El punto de origen exacto de la motivación en el cerebro humano no está claro. Interviene el circuito de recompensa del mesencéfalo, pero también la amígdala, debido al fuerte componente emocional implícito en aquellas cosas que nos motivan. También están relacionadas ciertas conexiones con el córtex frontal y con otras áreas ejecutivas, pues buena parte de nuestra motivación está basada en la planificación y la expectativa de algún tipo de recompensa. Hay quienes sostienen incluso que existen dos sistemas de motivación separados: uno de índole cognitiva avanzada que nos provee de metas y aspiraciones vitales, y otro de carácter reactivo más básico que nos dice: «¡Qué miedo, corre!», o «¡Mira, pastel, cómetelo!».
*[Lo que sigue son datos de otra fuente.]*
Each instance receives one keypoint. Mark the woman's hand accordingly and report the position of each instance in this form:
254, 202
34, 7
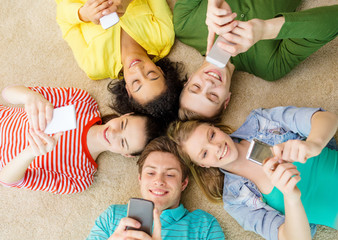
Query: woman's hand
284, 176
40, 143
93, 10
39, 111
296, 150
220, 20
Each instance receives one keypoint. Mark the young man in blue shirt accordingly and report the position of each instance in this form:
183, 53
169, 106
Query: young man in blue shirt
162, 177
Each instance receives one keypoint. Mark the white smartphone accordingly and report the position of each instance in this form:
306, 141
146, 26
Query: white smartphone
142, 211
109, 20
218, 56
259, 151
64, 119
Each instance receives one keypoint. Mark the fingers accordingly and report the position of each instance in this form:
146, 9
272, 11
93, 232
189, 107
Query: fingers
157, 224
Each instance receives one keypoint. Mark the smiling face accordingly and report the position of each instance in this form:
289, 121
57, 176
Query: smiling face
208, 146
161, 180
207, 90
144, 80
124, 135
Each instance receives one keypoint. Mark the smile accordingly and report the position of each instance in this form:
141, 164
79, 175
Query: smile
214, 74
225, 151
105, 135
134, 62
158, 192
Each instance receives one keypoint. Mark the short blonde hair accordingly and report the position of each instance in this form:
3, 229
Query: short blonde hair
210, 180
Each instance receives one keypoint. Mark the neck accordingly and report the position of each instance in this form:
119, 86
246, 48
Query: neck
94, 146
129, 47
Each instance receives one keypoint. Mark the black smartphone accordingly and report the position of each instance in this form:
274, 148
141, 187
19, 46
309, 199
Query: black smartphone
259, 151
142, 211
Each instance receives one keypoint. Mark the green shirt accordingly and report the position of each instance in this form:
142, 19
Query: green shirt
176, 223
302, 33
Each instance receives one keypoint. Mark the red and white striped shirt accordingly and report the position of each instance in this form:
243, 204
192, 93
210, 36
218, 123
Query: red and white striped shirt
69, 168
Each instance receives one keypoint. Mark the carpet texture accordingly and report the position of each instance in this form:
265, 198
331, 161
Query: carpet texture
33, 53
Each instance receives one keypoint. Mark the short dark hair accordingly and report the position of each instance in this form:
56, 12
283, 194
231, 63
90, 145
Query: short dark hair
165, 106
162, 144
153, 127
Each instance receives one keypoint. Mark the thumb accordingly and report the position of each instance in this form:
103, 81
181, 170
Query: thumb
211, 39
157, 225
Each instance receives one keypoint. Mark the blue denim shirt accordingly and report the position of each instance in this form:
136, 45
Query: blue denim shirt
241, 197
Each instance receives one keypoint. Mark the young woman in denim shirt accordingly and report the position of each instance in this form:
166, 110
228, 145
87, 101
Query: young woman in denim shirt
267, 199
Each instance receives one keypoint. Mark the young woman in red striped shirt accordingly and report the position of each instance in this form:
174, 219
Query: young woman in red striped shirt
63, 163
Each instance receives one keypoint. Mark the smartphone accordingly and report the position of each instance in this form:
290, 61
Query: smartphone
64, 119
142, 211
109, 20
259, 151
218, 56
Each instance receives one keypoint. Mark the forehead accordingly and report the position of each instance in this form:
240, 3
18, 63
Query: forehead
162, 161
198, 103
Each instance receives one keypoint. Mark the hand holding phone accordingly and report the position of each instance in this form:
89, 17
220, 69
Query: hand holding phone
142, 211
259, 151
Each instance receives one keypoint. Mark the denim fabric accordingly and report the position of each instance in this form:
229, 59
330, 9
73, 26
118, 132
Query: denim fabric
241, 197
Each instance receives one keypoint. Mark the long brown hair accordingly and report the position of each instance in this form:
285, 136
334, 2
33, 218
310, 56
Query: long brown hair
210, 180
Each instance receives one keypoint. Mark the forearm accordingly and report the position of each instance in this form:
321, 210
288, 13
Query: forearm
296, 225
16, 94
15, 170
323, 127
272, 27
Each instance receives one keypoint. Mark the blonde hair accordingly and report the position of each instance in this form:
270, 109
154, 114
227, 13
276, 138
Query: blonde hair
210, 180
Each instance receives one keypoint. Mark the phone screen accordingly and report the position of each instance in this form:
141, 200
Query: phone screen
259, 151
142, 211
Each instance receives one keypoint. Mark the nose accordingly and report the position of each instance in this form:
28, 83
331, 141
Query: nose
159, 180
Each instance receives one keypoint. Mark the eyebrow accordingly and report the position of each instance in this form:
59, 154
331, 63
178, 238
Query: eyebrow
125, 140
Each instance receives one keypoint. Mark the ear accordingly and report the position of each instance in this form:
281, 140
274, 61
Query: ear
185, 183
227, 101
159, 68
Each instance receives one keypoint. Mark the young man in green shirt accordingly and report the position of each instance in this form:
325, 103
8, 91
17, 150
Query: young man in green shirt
269, 40
162, 177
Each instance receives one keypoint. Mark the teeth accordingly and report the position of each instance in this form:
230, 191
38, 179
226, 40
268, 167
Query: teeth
225, 151
213, 75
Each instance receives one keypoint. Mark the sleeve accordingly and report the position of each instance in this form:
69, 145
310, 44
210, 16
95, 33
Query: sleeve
189, 23
65, 96
259, 217
68, 19
105, 225
316, 23
38, 179
214, 230
297, 120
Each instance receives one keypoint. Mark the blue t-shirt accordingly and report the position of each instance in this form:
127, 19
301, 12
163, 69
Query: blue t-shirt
176, 223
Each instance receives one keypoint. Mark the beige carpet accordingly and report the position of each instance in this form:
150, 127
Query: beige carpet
32, 52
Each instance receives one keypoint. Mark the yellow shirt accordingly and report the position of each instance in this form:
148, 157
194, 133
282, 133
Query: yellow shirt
98, 51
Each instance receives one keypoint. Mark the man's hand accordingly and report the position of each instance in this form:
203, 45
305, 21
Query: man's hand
93, 10
40, 142
220, 20
284, 176
121, 233
39, 111
296, 150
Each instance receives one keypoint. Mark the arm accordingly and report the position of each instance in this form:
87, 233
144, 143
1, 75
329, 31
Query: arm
39, 144
323, 127
285, 177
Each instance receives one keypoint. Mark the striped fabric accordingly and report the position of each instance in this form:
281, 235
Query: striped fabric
69, 168
176, 223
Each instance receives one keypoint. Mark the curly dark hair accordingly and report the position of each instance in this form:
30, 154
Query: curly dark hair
165, 106
154, 127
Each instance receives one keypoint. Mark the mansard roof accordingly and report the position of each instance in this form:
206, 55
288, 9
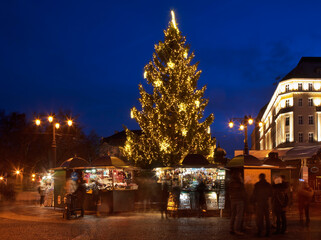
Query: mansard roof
308, 67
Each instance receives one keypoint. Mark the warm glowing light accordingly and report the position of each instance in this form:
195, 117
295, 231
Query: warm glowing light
182, 107
170, 64
69, 122
158, 83
317, 101
163, 146
184, 132
185, 54
173, 19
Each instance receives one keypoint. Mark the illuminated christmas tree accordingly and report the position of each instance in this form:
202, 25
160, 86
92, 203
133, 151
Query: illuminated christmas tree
172, 111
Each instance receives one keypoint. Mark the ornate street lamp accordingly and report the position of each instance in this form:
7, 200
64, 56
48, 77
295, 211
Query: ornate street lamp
55, 125
244, 122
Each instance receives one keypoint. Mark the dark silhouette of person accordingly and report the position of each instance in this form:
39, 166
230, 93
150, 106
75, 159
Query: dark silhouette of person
305, 195
280, 201
261, 195
237, 198
81, 195
164, 199
201, 188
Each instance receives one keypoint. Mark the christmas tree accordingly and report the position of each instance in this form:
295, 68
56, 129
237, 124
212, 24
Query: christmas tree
171, 114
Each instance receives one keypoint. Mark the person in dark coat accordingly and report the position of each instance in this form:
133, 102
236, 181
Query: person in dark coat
305, 195
81, 195
164, 199
201, 188
237, 198
279, 203
261, 196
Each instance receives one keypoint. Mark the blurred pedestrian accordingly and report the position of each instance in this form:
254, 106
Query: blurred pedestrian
164, 199
201, 188
81, 195
237, 198
42, 193
305, 195
262, 194
279, 203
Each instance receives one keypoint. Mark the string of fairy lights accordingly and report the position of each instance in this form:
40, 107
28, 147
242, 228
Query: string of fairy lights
171, 114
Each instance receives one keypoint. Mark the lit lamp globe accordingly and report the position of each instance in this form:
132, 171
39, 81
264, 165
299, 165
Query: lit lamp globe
69, 122
50, 118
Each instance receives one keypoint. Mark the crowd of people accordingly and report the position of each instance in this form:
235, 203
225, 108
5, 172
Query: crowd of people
264, 199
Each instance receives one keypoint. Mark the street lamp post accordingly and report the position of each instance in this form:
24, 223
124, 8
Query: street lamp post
55, 125
244, 122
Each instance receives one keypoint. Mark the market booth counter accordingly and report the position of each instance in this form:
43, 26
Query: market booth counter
110, 185
72, 166
183, 181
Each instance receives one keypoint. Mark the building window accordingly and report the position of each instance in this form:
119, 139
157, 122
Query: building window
287, 121
300, 120
287, 103
300, 86
287, 137
300, 102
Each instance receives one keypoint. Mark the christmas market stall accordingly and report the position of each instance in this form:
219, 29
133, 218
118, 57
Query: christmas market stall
184, 180
69, 169
110, 185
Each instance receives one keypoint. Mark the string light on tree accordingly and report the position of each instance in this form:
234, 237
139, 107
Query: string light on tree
171, 119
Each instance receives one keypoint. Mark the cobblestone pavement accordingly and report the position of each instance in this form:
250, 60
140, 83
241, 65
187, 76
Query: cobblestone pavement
32, 222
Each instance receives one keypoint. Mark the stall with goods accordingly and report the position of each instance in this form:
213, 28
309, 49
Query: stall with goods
184, 183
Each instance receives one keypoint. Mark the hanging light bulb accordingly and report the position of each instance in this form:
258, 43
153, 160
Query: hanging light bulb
158, 83
184, 132
170, 64
185, 54
173, 19
182, 107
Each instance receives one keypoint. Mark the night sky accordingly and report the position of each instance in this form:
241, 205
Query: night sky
88, 56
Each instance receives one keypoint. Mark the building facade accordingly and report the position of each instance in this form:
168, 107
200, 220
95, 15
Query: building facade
293, 115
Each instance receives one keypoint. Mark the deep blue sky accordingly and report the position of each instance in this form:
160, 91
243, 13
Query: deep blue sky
88, 56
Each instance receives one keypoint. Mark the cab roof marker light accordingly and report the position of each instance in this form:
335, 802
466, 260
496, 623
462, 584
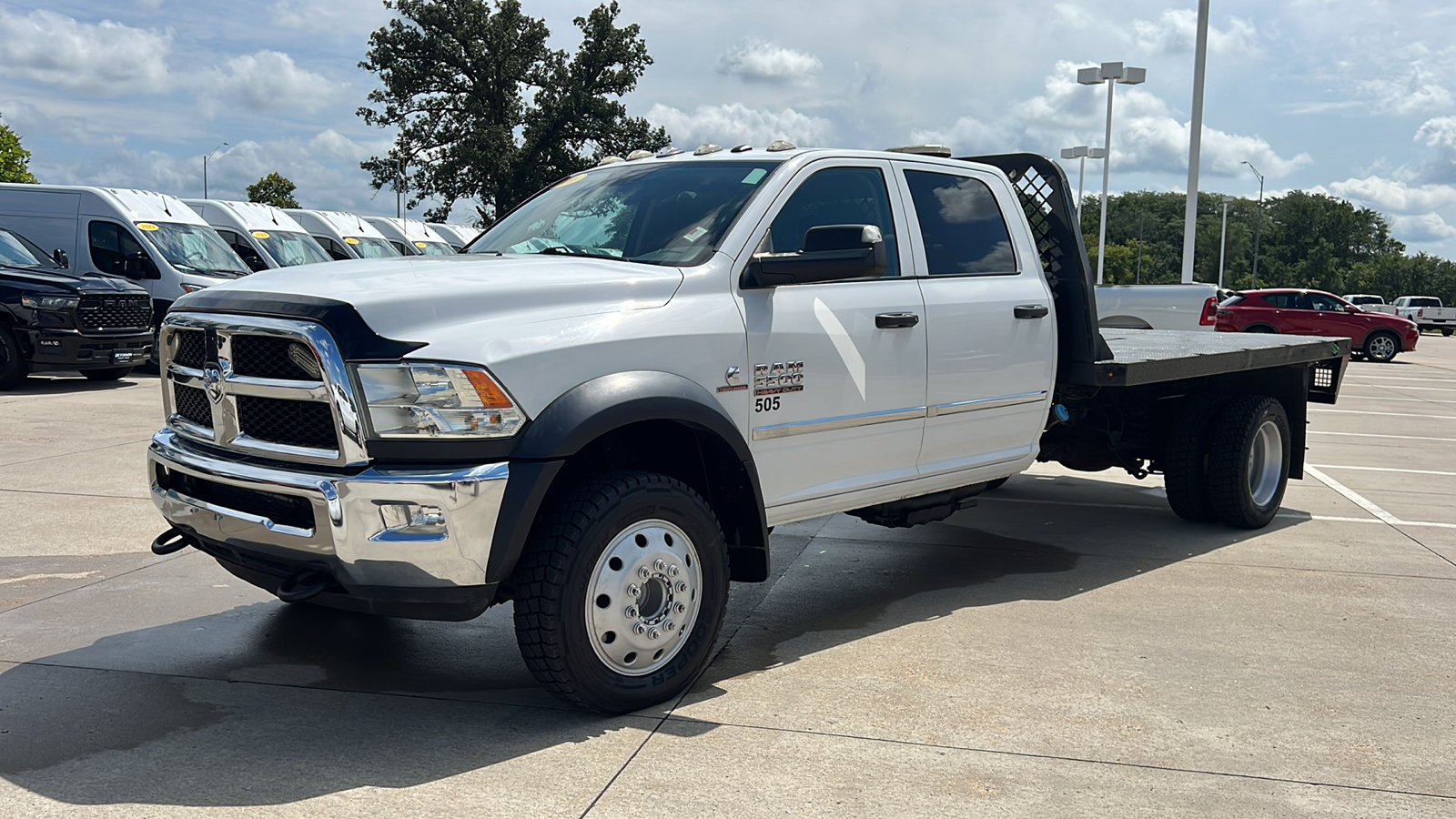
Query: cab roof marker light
922, 150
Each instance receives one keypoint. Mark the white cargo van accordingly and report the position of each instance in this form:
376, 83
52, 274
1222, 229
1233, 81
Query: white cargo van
412, 237
344, 235
150, 238
458, 235
262, 235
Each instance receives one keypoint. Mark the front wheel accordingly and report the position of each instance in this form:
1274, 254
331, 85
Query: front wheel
106, 373
1382, 347
1249, 460
621, 592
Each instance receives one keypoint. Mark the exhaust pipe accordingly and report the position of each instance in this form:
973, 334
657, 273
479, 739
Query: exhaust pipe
302, 586
172, 541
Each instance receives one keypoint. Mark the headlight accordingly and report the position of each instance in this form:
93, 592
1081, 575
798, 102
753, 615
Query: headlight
436, 401
51, 302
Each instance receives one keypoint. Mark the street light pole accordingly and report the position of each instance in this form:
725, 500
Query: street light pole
1084, 153
1110, 73
204, 167
1223, 238
1259, 227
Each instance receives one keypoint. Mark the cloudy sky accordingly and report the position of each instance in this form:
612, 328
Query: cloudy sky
1347, 96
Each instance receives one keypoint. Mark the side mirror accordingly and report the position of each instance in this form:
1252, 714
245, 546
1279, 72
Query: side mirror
832, 252
140, 266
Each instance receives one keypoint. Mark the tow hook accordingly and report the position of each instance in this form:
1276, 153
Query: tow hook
302, 586
172, 541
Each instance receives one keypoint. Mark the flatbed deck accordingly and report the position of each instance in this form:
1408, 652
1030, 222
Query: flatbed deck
1155, 356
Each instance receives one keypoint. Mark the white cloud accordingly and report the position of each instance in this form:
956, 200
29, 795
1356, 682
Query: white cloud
1177, 31
104, 58
1395, 196
735, 123
756, 60
271, 80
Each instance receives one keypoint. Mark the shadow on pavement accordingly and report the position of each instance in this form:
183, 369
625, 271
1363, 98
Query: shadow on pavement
271, 704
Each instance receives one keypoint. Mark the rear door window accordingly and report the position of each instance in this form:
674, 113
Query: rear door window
961, 225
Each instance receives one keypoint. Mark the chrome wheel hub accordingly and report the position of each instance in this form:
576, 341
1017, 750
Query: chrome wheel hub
1266, 462
642, 598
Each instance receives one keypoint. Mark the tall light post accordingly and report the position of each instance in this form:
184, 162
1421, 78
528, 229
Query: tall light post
1084, 153
1110, 73
204, 167
1223, 238
1259, 227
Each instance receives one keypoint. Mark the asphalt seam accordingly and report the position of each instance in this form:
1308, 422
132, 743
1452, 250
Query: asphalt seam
1059, 758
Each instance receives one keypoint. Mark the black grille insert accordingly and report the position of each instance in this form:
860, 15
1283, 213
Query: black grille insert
267, 358
191, 349
114, 312
288, 511
290, 423
193, 404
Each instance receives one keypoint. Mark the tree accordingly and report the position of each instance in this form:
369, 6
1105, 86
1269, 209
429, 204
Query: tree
15, 160
274, 189
487, 111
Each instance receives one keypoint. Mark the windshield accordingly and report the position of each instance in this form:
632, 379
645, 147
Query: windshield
290, 248
371, 247
670, 213
19, 251
436, 248
193, 248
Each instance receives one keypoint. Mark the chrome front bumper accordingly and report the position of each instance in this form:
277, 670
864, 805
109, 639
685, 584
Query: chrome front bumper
378, 528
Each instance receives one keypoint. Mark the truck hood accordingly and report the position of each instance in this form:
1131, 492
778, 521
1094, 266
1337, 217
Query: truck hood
408, 298
69, 281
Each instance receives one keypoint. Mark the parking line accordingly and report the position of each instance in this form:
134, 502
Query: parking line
1378, 436
1385, 470
1370, 413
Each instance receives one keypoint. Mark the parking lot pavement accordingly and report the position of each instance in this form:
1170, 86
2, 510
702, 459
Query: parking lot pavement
1067, 649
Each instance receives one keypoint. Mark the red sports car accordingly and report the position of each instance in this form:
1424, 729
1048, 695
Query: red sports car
1310, 312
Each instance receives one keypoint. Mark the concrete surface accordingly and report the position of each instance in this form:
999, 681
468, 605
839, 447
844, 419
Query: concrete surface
1067, 649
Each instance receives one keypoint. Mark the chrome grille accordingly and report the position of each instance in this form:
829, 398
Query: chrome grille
114, 312
244, 383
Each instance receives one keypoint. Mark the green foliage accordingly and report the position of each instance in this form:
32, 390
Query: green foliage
274, 189
15, 160
485, 109
1307, 241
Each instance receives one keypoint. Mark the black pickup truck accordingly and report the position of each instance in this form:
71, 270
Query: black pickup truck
51, 319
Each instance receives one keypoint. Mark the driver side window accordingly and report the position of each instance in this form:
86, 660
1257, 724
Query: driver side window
837, 196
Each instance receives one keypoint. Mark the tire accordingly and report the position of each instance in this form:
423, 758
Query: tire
106, 373
1186, 460
12, 360
1245, 482
594, 561
1382, 347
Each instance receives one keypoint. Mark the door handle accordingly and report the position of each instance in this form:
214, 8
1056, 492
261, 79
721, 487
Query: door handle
885, 321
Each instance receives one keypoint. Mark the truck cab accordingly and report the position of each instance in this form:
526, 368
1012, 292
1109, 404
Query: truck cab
262, 235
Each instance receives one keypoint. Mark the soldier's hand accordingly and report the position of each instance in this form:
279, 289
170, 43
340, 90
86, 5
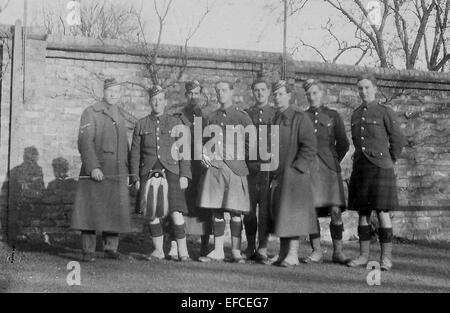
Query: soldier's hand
137, 185
183, 183
206, 161
97, 174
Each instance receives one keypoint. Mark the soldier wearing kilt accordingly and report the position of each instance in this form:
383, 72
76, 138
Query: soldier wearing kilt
332, 146
198, 220
102, 201
161, 173
262, 115
291, 193
224, 186
378, 142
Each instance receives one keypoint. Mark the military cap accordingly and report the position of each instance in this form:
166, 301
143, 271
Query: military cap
60, 163
312, 82
191, 85
155, 90
280, 84
371, 77
260, 80
225, 81
110, 82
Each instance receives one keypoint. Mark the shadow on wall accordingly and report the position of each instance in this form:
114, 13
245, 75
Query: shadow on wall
34, 209
31, 205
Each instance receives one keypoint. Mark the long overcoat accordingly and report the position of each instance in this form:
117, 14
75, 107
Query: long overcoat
102, 143
292, 202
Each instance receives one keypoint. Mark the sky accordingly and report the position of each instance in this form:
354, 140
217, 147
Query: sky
231, 24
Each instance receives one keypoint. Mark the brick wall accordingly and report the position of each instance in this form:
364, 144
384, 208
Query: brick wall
63, 77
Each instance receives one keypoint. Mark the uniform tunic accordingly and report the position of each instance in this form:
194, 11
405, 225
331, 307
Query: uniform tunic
378, 142
292, 199
198, 220
153, 140
258, 180
332, 145
224, 185
103, 144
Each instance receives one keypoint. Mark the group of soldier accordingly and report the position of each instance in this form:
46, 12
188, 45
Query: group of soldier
180, 196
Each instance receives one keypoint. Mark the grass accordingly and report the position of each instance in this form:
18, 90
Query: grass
42, 268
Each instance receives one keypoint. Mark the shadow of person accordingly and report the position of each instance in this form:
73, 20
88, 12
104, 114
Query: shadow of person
25, 188
61, 190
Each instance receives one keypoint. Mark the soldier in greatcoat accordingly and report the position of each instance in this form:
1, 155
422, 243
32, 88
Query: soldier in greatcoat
155, 157
290, 184
102, 201
332, 146
258, 221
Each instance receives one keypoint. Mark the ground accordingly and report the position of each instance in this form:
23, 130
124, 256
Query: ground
38, 267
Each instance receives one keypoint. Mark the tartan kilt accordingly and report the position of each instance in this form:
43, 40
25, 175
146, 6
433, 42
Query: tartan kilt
175, 196
372, 187
328, 189
198, 220
222, 189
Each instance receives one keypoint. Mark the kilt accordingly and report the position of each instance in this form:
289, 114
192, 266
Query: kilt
328, 189
198, 220
258, 184
221, 188
176, 197
372, 187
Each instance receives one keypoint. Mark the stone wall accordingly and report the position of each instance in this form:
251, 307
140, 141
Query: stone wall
63, 76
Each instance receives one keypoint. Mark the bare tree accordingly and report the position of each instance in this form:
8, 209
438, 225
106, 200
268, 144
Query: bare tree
4, 6
373, 33
155, 69
342, 46
4, 45
99, 19
438, 55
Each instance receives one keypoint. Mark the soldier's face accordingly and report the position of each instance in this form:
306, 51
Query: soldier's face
158, 103
194, 96
224, 93
314, 95
281, 98
367, 90
261, 93
112, 94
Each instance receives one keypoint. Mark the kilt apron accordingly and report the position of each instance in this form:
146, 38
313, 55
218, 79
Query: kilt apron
221, 188
198, 220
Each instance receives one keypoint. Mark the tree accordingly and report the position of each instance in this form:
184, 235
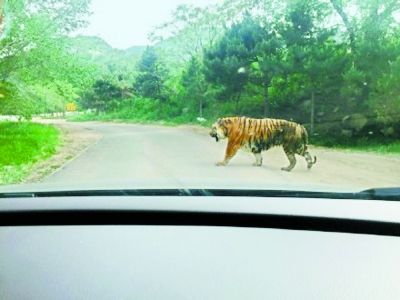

Pero el cerebro tiene también otras singularidades que ayudan a producir motivación. En la década de 1920, la psicóloga rusa Bluma Zeigarnik advirtió, mientras estaba sentada en un restaurante, que el personal que atendía las mesas parecía ser capaz de recordar solamente aquellas comandas que estaban atendiendo en aquel preciso momento[158]. Una vez servido el cliente, los camareros parecían olvidar todo rastro de aquel pedido. El fenómeno fue luego estudiado de forma experimental. A los sujetos participantes se les asignaban unas tareas simples, pero a algunos de ellos se les interrumpía antes de que hubieran podido llevarlas a cabo. La evaluación posterior de los resultados reveló que aquellas personas a quienes se había interrumpido en pleno proceso de desempeño de su tarea habían podido recordarlas mucho mejor e incluso habían querido terminarlas aun después de que se hubiese dado por concluida su participación en la prueba experimental (y a pesar de que nadie les había prometido recompensa alguna por finalizarlas).

Aquello dio origen a lo que hoy se conoce como el efecto Zeigarnik, que es como se denomina el hecho de que al cerebro no le guste que las cosas se queden a medias. Esto explica por qué las series (y otros programas) de televisión recurren tan a menudo a terminar los episodios con una situación de suspense: esa trama argumental pendiente de resolución obliga a los espectadores a mirar el episodio siguiente, solo por poner fin a la incertidumbre.

Así pues, al parecer, la segunda manera más efectiva de motivar a las personas para que hagan algo es dejarlo inconcluso y limitarles las posibilidades de concluirlo. Bueno, sí, hay un modo más eficaz aún de motivar a las personas…, pero eso lo revelaré en mi próximo libro.